One week after grafting, we observed elevated expression levels of both adipogenesis-related genes (Pparg2 and Fabp4) and angiogenesis-related genes (Vegfa and Pecam1). At the 4-week mark, CT imaging revealed that the adenosine wash group retained over 50% greater fat volume compared to the vehicle group. Additionally, the fat cells in the treated group exhibited higher viability, appeared visually larger, and displayed a greater number of small surface vessels. These findings indicate that the adenosine washing method improves the quality of the transplanted fat by promoting adipogenesis and angiogenesis in the early stages, thereby facilitating the survival of the grafted tissue. The impact of the adenosine washing process on lipolysis was assessed by measuring free glycerol levels. The results indicated that adenosine significantly decreased the slope of the graph between 0 and 15 minutes, suggesting an initial regulatory effect of adenosine on lipolysis.
Adenosine functions as a modulator of inflammation and exhibits anti-inflammatory effects. Adenosine receptors are present in a range of cell lineages, from monocytes to macrophages, with the expression of these receptors varying according to the level of differentiation [
23]. The anti-inflammatory effects in macrophages are supported by the activation of A2A, A2B, and A3 receptors, as well as by extracellular adenosine [
23]. Additionally, adenosine plays a role in regulating neutrophil activation and is known to facilitate neutrophil chemotaxis via A1AR [
24].
In the early stages of fat grafting, the transplanted tissue undergoes acute ischemia and hypoxia, relying on the diffusion of oxygen and nutrients from the adjacent tissues until revascularization occurs [
25]. Prior research has indicated that adenosine helps regulate inflammation in macrophages [
20,
23]. Consequently, we anticipated that washing with adenosine would reduce the expression of genes associated with inflammation.

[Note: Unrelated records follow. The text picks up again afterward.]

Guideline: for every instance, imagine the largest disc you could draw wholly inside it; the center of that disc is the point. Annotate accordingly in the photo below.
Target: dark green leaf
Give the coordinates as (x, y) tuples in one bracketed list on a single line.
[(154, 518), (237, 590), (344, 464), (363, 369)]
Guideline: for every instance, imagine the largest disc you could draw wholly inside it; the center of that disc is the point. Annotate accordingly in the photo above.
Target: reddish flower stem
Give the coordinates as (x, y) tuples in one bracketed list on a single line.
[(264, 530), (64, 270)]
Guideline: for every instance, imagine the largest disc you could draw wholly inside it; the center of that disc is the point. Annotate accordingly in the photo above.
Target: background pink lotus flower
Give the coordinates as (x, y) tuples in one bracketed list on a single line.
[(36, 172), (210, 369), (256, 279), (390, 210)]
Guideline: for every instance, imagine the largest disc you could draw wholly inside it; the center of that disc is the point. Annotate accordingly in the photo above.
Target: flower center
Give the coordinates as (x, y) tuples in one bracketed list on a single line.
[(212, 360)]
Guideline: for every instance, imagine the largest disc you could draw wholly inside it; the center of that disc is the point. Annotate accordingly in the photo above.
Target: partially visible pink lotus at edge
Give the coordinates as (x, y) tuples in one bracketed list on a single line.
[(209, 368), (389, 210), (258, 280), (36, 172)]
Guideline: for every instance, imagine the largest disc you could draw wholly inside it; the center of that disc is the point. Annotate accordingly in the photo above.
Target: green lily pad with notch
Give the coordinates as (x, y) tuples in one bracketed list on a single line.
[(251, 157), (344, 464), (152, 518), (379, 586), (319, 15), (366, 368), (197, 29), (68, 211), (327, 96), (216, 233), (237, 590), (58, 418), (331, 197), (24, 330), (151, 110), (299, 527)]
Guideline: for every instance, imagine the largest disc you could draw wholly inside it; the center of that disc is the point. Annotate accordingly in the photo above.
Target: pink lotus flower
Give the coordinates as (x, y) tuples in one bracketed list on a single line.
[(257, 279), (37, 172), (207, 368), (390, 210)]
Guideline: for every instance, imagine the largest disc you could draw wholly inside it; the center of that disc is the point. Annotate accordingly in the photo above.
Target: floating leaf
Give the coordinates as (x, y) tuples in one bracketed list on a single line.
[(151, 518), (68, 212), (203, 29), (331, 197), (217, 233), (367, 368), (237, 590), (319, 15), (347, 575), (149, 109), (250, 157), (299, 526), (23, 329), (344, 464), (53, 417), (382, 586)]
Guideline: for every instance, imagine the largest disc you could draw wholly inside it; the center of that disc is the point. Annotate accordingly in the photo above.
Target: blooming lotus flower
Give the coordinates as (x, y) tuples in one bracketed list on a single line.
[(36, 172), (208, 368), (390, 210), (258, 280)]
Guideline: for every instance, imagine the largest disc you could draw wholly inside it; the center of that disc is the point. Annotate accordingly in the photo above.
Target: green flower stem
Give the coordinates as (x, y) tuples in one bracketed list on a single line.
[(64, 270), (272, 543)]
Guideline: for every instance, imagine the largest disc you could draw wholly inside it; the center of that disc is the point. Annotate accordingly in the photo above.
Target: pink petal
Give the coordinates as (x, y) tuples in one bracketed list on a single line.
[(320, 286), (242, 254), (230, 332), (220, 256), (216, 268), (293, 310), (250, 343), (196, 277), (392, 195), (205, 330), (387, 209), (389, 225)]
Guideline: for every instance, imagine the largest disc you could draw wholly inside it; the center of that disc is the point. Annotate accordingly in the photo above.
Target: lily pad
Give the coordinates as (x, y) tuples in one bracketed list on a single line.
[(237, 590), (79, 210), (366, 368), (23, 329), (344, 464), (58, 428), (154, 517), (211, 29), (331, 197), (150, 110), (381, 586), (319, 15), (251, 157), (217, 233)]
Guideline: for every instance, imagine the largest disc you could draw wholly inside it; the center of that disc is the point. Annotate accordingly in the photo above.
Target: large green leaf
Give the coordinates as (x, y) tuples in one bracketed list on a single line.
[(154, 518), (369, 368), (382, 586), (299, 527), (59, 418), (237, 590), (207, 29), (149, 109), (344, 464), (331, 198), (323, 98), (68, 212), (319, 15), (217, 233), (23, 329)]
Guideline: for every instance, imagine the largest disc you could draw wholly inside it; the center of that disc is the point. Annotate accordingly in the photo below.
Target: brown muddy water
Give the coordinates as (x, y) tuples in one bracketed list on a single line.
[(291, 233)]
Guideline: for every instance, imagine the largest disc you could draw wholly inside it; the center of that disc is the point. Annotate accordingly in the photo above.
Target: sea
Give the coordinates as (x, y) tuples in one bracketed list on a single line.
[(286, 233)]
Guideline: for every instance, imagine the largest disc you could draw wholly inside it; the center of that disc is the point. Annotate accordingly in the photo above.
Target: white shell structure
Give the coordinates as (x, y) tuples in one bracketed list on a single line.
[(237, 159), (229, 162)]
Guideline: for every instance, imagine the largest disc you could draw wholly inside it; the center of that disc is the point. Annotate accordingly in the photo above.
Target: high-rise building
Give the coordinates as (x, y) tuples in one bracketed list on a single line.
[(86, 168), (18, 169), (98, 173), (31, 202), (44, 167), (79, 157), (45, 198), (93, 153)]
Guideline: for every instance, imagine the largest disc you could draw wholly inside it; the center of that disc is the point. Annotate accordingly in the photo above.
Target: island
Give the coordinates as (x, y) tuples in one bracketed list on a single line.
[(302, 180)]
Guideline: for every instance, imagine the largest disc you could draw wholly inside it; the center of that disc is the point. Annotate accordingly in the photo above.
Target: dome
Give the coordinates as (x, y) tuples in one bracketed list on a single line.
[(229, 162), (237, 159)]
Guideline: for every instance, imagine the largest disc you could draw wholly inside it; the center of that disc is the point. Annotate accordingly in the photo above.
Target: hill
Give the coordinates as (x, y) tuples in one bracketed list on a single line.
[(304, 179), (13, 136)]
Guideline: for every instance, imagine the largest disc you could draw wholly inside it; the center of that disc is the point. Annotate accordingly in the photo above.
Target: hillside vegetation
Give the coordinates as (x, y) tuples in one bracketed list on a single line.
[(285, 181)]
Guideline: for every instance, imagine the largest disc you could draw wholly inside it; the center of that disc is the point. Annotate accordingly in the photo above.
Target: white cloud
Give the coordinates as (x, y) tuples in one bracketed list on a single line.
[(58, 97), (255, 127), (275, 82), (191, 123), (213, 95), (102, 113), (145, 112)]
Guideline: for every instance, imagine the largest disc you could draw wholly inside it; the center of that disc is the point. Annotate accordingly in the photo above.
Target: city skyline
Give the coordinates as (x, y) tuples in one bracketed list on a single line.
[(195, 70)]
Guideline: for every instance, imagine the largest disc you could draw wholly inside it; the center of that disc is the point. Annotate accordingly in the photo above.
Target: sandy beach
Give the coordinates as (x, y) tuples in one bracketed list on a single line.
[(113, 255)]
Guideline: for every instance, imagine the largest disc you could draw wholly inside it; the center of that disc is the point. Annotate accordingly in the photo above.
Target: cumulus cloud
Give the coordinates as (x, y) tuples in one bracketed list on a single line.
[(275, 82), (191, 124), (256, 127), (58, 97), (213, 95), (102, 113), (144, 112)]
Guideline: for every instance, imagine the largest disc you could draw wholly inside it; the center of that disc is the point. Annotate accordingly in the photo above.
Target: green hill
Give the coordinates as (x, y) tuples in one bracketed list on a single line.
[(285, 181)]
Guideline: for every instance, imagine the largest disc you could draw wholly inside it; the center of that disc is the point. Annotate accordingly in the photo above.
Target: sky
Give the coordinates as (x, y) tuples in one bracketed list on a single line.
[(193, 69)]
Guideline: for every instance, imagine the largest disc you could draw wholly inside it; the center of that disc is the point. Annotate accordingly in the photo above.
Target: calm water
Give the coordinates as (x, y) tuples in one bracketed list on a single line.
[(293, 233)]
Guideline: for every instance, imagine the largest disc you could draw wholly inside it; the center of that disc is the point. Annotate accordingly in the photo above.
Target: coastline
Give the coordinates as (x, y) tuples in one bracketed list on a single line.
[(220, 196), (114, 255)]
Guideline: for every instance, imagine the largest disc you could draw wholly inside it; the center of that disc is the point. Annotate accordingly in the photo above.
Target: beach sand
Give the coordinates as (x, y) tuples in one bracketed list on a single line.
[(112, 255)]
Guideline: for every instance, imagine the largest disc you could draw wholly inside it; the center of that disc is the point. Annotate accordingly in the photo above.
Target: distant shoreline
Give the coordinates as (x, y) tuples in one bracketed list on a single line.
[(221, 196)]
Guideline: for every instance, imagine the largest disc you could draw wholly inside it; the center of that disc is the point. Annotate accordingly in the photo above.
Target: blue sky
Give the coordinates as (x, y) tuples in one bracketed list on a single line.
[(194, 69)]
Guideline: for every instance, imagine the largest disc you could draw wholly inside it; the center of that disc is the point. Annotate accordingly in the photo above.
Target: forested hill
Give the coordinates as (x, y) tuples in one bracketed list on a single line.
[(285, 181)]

However, our findings revealed no significant differences in the expression of these genes between the adenosine wash and control groups. Drawing from the results of the lipolysis assay, we suggest that adenosine washing may modulate the early inflammatory response induced by lipolysis rather than exerting a direct effect on overall inflammation.

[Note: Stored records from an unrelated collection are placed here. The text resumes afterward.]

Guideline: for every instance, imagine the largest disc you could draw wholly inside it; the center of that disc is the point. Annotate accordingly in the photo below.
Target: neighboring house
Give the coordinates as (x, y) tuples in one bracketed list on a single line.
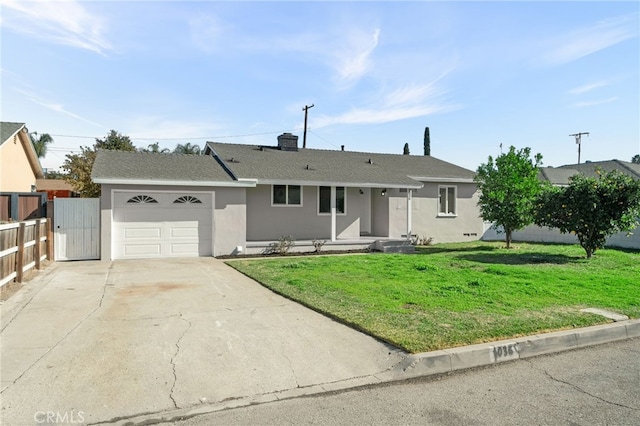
[(55, 188), (239, 198), (560, 176), (19, 164)]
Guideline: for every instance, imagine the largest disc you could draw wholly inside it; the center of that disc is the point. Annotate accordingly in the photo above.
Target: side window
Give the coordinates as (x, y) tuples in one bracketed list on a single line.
[(447, 201), (286, 195), (324, 199)]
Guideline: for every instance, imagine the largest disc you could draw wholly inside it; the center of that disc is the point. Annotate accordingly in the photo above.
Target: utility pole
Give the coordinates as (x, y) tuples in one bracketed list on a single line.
[(306, 112), (578, 137)]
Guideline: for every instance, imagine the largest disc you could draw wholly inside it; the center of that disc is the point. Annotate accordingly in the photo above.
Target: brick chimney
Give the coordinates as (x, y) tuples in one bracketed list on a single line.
[(287, 142)]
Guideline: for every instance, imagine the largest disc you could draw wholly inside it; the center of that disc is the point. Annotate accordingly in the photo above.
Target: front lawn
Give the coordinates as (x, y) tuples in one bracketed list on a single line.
[(450, 295)]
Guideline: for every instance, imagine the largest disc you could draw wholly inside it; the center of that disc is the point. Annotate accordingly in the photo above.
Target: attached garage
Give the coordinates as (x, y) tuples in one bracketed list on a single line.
[(148, 224)]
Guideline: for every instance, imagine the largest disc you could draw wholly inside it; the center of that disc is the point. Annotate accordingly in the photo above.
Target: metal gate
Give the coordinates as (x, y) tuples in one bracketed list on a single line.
[(76, 225)]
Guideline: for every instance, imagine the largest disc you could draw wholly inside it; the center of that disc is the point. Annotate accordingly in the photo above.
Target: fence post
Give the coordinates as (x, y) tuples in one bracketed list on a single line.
[(20, 254), (38, 248), (50, 229)]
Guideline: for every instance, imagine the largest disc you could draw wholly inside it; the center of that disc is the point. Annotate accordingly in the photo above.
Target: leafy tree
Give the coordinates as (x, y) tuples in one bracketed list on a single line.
[(509, 186), (187, 148), (115, 141), (54, 174), (593, 208), (78, 166), (155, 148), (40, 143)]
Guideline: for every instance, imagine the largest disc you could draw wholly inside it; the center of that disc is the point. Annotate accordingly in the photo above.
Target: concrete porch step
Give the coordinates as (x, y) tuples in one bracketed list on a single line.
[(394, 246)]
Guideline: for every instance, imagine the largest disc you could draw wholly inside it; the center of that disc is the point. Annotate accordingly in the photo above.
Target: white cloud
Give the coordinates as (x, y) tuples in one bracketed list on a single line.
[(588, 40), (594, 103), (400, 104), (62, 22), (152, 128), (353, 60), (57, 107), (587, 87), (206, 33)]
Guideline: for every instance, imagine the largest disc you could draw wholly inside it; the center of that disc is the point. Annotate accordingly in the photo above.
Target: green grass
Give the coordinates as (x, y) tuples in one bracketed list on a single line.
[(450, 295)]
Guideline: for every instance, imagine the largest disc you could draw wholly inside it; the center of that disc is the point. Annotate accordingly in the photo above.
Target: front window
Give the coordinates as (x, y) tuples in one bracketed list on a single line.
[(324, 199), (447, 201), (287, 195)]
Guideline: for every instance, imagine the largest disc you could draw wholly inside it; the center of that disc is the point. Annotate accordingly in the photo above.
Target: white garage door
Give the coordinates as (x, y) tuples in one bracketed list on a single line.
[(161, 224)]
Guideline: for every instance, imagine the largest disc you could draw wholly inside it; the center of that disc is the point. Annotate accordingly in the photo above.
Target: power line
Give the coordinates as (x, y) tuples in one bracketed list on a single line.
[(306, 112), (578, 137), (180, 138)]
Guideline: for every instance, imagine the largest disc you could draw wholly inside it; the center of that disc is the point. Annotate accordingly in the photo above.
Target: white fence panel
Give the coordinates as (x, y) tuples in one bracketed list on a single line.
[(76, 228)]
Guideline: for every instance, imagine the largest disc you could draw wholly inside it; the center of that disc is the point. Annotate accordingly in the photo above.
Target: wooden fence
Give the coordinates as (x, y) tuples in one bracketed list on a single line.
[(23, 246)]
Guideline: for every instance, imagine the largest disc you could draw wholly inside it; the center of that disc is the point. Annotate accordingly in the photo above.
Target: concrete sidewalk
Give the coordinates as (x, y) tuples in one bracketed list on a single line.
[(146, 341)]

Nevertheless, several limitations of this study should be acknowledged. First, the investigation was based on an allograft model, meaning the donor and recipient mice existed under different conditions. Our objective was to investigate the impact of adenosine on obese fat, so we used a simplified experimental model that minimized the influence of the recipient bed. However, since clinical fat grafting procedures involve the harvesting and transplantation of autologous tissue, the direct applicability of our findings to clinical practice may be limited. Further research is required for translation to human applications. Second, our structural evaluation was confined to immunofluorescence staining, without the use of hematoxylin and eosin. With structural evaluation limited to perilipin staining, only indirect evaluation of aspects such as cell wall viability was possible. Third, although the efficacy of adenosine was demonstrated, we did not elucidate the role of adenosine receptors. For a deeper understanding of the underlying mechanisms, cellular-level studies, such as the examination of receptor expression, are necessary.

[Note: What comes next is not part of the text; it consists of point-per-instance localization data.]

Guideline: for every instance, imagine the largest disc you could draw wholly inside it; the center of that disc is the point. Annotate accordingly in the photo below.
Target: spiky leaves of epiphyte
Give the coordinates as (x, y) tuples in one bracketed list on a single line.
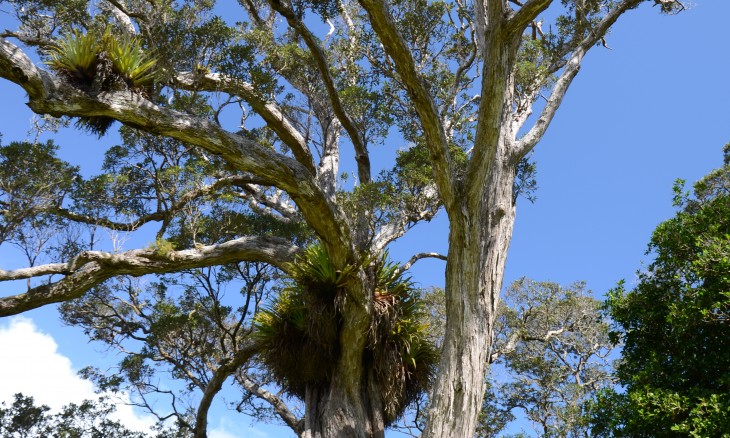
[(76, 57), (298, 335), (102, 61), (130, 61), (404, 355)]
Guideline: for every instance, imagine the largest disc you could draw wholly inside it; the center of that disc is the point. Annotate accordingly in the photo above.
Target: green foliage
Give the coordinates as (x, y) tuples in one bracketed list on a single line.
[(90, 419), (81, 58), (676, 355), (76, 56), (33, 183), (303, 322), (130, 61), (102, 61), (550, 353)]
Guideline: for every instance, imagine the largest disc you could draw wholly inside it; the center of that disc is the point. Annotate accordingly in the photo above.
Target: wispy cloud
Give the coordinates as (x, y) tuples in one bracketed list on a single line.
[(30, 363)]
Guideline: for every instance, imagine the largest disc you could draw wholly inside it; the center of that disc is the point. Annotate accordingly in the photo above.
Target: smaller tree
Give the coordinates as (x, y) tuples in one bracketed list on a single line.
[(90, 419), (553, 346), (675, 325), (550, 358)]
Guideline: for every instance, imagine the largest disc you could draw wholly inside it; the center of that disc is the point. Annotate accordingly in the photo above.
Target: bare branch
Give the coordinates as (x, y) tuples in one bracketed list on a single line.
[(227, 369), (236, 180), (91, 268), (421, 255), (533, 136), (34, 271), (361, 153), (423, 102), (269, 111), (279, 406), (526, 14), (49, 95)]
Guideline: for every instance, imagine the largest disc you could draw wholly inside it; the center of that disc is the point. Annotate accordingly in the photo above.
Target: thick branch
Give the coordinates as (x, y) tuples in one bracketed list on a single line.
[(91, 268), (227, 369), (269, 111), (421, 255), (361, 153), (49, 95), (532, 137), (132, 225), (281, 409), (417, 89), (526, 14)]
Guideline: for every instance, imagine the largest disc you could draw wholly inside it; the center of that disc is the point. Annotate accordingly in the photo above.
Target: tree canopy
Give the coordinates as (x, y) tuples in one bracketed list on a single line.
[(235, 136), (673, 325)]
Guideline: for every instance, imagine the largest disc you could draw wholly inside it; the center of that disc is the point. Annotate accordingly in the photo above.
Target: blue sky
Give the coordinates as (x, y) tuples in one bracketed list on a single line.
[(652, 109)]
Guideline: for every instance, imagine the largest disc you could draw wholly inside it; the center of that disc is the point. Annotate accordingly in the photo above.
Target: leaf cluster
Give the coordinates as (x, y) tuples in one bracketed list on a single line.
[(102, 61), (89, 419), (304, 321), (674, 324)]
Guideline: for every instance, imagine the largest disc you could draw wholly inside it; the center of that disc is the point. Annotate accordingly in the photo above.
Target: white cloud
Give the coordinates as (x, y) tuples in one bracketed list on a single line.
[(31, 364)]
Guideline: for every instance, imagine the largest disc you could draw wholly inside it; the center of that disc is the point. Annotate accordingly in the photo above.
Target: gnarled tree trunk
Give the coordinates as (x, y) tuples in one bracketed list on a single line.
[(477, 253)]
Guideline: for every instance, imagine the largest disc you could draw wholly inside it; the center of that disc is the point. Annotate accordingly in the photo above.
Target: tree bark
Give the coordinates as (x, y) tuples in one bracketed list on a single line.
[(337, 412), (474, 271)]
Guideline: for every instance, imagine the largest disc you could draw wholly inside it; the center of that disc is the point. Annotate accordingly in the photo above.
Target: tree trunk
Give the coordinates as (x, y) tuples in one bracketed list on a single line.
[(335, 412), (478, 246)]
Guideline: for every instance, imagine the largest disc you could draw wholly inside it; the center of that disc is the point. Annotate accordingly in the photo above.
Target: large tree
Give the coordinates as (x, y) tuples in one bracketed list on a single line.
[(456, 82), (675, 365)]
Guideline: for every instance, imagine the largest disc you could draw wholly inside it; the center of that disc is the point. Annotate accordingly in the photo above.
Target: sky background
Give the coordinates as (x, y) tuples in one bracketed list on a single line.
[(651, 109)]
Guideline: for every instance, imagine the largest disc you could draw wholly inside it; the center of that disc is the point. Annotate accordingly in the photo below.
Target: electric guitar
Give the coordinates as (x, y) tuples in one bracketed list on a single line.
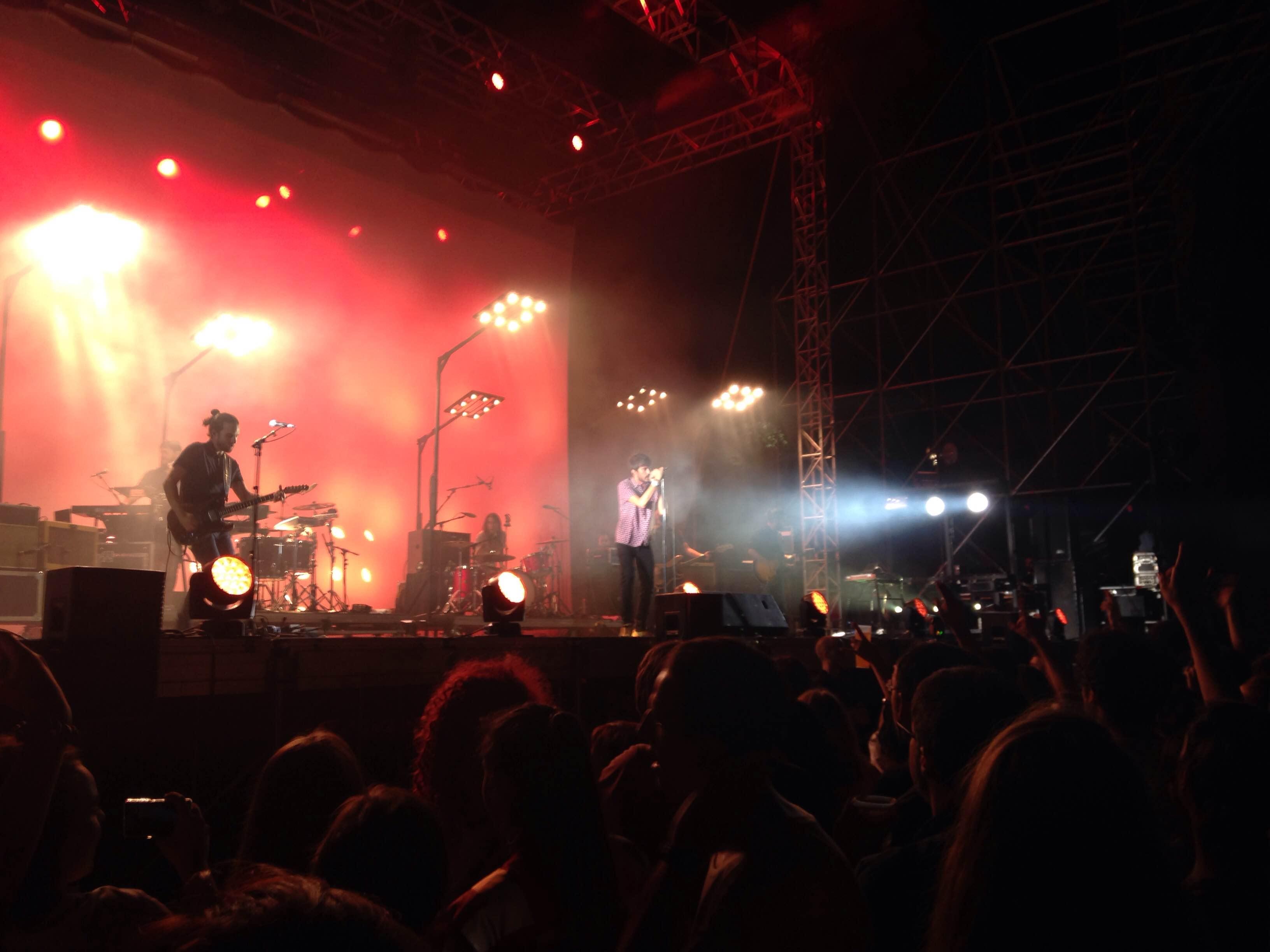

In conclusion, our study demonstrated that adenosine washing can improve the survival of fat grafts under conditions of obesity. This technique promoted adipogenesis and angiogenesis while concurrently reducing inflammation by stabilizing the rate of lipolysis. Adenosine washing represents a promising approach to improving fat graft survival in patients with obesity, offering a relatively straightforward method that can be readily implemented in clinical practice.